Quelques réflexions et perspectives s’imposent à ce stade : 

  • Tout d’abord, Israël semble prête à faire jouer un rapport de force favorable vis-à-vis de l’Iran pour obtenir des concessions plus importantes. En effet, Israël, vainqueur international de la course au vaccin, en voie de rapprochement diplomatique avec les Émirats arabes unis, alliée de la Turquie pour le soutien à l’Azerbaïdjan dans la guerre dans le Haut-Karabagh, fait face à un Iran encore en pleine pandémie, sans vaccins, épuisé par les sanctions, et relativement isolé diplomatiquement.
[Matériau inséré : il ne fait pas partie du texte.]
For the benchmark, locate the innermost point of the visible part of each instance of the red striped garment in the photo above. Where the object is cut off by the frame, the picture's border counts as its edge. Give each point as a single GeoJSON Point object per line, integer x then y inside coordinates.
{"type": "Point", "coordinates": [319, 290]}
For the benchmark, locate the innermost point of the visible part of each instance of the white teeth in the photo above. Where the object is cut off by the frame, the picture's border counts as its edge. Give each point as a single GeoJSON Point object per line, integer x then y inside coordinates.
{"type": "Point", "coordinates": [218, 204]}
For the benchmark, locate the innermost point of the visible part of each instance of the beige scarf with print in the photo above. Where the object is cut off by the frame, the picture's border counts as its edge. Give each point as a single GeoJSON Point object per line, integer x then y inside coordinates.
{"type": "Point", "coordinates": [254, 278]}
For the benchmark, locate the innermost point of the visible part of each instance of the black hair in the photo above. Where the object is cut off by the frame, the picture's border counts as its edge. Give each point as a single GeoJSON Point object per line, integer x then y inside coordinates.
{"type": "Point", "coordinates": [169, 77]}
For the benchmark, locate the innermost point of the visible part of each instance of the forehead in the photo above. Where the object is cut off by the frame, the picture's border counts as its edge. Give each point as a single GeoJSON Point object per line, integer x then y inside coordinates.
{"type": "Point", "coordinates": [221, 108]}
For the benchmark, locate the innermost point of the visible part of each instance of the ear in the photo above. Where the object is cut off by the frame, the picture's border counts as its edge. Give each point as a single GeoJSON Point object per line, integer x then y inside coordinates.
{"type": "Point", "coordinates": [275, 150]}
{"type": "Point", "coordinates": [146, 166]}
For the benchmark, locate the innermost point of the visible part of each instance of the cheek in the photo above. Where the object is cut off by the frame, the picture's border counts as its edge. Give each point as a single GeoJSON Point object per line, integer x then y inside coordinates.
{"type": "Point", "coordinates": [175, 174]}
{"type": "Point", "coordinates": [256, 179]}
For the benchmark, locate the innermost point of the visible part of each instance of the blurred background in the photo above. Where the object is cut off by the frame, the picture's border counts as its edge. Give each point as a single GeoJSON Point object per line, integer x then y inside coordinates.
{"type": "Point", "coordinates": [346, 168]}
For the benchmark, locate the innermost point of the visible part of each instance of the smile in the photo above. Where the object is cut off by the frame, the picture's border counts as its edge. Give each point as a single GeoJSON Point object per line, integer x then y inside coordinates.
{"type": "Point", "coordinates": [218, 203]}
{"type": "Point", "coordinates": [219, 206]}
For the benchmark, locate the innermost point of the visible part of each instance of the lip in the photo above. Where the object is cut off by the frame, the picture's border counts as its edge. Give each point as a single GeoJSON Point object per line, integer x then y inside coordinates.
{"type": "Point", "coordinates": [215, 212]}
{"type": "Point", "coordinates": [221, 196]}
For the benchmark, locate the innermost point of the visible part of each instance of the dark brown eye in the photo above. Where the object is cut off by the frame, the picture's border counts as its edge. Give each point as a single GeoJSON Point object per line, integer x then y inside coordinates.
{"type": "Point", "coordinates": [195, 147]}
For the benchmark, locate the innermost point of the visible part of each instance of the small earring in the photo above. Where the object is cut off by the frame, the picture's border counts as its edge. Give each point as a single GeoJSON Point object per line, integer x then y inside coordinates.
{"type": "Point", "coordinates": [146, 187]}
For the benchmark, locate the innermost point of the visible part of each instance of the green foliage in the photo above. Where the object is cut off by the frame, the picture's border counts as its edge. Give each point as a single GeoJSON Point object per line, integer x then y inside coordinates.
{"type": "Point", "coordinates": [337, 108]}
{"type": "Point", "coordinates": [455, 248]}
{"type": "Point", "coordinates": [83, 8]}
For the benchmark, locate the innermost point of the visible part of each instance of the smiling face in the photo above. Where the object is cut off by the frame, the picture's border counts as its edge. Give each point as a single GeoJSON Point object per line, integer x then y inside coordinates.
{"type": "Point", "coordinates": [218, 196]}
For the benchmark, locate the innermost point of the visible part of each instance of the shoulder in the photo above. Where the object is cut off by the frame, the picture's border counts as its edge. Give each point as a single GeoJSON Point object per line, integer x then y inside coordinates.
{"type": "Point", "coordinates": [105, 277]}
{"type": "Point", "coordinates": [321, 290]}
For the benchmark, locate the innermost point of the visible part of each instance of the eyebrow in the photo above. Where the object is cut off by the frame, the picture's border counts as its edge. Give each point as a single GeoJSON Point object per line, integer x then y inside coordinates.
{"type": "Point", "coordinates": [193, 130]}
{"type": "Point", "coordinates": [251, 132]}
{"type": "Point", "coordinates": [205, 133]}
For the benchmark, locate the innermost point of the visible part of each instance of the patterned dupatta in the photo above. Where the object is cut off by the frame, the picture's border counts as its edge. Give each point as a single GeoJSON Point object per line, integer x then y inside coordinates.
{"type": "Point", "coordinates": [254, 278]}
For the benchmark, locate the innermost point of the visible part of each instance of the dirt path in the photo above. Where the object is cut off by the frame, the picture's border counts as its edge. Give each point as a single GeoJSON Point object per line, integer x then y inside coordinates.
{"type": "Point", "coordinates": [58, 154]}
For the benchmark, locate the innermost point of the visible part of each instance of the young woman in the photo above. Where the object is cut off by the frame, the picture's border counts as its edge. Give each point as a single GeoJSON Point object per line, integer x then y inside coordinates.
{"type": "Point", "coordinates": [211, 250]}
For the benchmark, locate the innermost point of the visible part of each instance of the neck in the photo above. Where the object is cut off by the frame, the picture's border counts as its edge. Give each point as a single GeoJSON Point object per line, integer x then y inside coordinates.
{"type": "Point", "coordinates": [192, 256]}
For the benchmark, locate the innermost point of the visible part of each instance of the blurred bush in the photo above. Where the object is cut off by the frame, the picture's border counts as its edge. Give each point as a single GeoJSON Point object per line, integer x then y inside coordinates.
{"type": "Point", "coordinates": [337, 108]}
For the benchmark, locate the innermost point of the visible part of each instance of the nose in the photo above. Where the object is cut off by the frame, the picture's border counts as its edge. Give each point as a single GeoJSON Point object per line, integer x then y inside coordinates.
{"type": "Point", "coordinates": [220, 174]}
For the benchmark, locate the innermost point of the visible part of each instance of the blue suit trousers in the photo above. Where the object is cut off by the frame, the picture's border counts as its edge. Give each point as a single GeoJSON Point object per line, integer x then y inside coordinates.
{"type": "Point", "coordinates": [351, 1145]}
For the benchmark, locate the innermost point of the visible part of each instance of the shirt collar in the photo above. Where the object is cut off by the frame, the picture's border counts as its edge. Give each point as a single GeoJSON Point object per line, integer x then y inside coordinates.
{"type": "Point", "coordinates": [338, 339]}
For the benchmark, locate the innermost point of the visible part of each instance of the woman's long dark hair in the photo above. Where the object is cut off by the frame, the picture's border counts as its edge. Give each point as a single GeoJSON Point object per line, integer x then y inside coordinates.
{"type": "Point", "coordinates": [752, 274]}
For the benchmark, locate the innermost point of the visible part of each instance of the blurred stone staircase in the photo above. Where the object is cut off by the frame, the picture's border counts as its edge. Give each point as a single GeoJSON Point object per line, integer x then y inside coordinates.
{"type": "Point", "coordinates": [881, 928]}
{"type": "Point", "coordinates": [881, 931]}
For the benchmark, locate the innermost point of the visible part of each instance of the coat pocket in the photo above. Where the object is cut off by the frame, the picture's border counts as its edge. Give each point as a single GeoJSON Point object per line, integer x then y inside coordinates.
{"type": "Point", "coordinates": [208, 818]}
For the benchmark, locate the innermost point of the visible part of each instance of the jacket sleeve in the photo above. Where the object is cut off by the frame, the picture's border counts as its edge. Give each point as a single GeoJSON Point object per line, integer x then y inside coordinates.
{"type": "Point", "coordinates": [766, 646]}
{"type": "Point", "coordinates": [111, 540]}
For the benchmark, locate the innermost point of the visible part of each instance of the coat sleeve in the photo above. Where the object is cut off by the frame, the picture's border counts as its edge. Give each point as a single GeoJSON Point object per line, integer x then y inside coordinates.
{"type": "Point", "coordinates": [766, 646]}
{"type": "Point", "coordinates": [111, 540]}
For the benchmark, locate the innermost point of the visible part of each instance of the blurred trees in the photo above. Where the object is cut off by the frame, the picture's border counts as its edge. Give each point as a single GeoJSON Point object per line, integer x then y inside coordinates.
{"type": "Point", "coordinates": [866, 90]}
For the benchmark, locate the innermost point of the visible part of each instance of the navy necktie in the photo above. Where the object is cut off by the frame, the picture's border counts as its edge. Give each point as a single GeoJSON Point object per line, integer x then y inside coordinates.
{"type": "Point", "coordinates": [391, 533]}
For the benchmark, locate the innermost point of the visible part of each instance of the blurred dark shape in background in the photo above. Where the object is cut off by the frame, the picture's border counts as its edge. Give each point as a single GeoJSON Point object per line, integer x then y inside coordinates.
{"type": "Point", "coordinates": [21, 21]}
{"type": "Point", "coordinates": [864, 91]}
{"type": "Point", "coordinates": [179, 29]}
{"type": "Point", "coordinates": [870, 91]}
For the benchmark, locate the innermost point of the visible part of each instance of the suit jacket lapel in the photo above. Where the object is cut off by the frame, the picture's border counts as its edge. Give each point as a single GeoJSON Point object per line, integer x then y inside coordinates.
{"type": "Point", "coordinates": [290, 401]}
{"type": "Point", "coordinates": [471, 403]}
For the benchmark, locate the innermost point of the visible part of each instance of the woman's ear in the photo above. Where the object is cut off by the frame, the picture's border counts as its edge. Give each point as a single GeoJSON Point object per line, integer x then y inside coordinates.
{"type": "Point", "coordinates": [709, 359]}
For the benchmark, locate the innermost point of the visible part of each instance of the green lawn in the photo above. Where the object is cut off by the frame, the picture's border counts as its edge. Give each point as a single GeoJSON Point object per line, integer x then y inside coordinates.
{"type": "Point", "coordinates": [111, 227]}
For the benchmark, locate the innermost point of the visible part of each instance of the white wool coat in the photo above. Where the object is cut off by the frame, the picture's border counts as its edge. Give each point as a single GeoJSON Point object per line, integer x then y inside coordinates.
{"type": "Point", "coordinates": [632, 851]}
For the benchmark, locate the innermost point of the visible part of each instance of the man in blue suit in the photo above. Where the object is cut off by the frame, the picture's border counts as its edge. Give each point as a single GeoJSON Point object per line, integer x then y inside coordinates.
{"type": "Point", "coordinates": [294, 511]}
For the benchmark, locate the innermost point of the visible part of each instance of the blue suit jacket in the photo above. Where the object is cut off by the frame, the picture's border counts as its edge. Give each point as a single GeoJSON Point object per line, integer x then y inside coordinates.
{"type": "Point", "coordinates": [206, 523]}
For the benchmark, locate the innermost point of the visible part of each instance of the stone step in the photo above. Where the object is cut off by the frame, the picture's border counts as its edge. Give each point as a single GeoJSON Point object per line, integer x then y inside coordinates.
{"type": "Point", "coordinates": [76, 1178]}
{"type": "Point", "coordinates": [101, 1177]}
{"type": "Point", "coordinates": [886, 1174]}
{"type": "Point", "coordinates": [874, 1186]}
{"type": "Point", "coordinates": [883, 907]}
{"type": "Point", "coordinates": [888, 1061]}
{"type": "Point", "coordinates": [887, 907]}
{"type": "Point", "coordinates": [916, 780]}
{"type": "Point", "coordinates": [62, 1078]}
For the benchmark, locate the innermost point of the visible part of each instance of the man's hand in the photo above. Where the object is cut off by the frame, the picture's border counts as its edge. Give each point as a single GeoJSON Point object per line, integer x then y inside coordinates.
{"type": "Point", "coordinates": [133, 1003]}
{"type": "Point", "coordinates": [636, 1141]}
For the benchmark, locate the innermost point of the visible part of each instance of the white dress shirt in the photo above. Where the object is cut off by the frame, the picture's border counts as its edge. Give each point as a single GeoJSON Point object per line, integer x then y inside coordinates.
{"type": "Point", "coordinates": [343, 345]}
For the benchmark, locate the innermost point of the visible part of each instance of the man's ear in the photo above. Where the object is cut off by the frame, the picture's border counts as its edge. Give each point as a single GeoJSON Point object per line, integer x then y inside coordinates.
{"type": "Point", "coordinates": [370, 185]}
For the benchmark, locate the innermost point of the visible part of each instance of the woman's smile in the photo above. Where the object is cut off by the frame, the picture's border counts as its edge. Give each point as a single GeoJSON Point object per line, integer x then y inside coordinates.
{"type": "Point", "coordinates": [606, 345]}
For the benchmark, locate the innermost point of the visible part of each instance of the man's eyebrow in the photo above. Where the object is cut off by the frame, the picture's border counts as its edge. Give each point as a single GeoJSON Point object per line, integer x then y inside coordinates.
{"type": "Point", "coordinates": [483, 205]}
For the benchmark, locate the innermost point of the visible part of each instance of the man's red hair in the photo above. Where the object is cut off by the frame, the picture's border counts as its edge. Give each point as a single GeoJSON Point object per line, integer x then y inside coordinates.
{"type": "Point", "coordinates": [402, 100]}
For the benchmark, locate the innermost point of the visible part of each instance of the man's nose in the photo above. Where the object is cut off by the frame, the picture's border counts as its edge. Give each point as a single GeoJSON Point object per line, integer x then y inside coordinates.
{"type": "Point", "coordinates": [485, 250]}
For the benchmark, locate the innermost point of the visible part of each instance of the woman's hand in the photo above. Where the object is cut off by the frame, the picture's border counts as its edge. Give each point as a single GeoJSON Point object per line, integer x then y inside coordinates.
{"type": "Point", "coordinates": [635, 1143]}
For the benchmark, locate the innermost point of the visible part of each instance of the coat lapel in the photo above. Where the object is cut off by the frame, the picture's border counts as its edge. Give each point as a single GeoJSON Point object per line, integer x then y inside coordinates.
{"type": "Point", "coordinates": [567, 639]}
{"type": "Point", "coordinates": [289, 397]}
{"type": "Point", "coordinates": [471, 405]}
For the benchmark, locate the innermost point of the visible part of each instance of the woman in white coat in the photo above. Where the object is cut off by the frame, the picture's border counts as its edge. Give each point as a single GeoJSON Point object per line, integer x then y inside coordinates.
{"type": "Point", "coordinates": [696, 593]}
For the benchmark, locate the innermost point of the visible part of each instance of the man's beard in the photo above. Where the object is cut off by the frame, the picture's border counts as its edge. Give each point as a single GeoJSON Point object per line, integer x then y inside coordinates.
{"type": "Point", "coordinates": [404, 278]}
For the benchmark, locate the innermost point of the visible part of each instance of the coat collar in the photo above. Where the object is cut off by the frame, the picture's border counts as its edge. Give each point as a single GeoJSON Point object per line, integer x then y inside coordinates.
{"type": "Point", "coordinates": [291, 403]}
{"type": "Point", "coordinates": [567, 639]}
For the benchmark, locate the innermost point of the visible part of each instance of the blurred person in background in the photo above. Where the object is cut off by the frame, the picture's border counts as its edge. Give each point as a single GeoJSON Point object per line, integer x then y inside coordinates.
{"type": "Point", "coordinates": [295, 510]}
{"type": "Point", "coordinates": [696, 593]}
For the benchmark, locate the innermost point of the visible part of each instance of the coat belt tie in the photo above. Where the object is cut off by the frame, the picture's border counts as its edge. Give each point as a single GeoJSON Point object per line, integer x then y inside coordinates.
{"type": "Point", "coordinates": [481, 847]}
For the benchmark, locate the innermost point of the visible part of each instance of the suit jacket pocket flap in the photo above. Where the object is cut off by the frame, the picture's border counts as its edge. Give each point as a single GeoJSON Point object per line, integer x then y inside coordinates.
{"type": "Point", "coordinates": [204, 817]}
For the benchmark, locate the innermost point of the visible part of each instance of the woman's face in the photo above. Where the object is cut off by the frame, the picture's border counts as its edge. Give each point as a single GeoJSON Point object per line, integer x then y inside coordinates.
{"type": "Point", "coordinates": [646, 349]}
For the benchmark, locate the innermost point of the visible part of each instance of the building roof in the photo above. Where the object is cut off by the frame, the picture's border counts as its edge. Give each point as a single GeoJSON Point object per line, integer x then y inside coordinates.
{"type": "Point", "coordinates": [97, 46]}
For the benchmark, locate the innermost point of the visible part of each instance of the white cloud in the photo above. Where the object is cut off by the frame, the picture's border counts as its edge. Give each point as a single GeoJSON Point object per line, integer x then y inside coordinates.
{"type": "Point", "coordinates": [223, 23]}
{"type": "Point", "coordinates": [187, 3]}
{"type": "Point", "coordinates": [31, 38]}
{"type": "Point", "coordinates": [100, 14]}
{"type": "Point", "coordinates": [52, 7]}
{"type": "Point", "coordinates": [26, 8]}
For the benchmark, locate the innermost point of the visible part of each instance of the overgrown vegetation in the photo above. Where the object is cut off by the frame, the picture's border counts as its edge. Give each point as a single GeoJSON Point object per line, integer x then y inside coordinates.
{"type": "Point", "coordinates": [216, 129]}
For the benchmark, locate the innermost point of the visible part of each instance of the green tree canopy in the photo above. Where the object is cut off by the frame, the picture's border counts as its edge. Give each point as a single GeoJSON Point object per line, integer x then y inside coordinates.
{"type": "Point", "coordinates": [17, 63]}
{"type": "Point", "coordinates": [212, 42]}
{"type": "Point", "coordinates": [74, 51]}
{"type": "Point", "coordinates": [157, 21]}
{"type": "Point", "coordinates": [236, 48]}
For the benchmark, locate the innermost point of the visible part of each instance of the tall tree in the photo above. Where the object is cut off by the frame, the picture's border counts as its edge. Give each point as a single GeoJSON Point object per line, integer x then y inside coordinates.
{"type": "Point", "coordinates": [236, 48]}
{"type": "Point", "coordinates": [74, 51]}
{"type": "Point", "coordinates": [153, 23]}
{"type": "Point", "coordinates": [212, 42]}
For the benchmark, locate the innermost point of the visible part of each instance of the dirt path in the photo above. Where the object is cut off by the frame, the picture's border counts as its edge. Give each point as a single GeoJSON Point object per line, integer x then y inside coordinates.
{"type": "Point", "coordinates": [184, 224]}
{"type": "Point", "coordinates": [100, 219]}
Par ailleurs, la volonté affichée des États-Unis de se retirer du Moyen-Orient laisse logiquement plus de place et de marge de manœuvre à leurs alliés stratégiques de la région.
  • Ensuite, l’avenir des négociations dépendra également des élections présidentielles iraniennes, en juin de cette année, qui exprimeront l’état des rapports de force entre les différentes factions politiques iraniennes. La poursuite de la pandémie a considérablement retardé le début de la campagne, qui n’a pas encore véritablement commencé.
  • Enfin, il semble de plus en plus difficile, comme l’avaient fait les négociateurs pour parvenir au JCPOA, de séparer les différentes dimensions de la relation entre les pays occidentaux et l’Iran, que sont le nucléaire, le ballistique, les questions régionales, et celles des droits de l’homme. En effet, Israël impose sa participation de fait par les actions spectaculaires des derniers mois et jours à l’encontre du programme nucléaire iranien, et la question du respect des droits de l’homme suscite de nouvelles tensions après l’annonce des nouvelles sanctions européennes.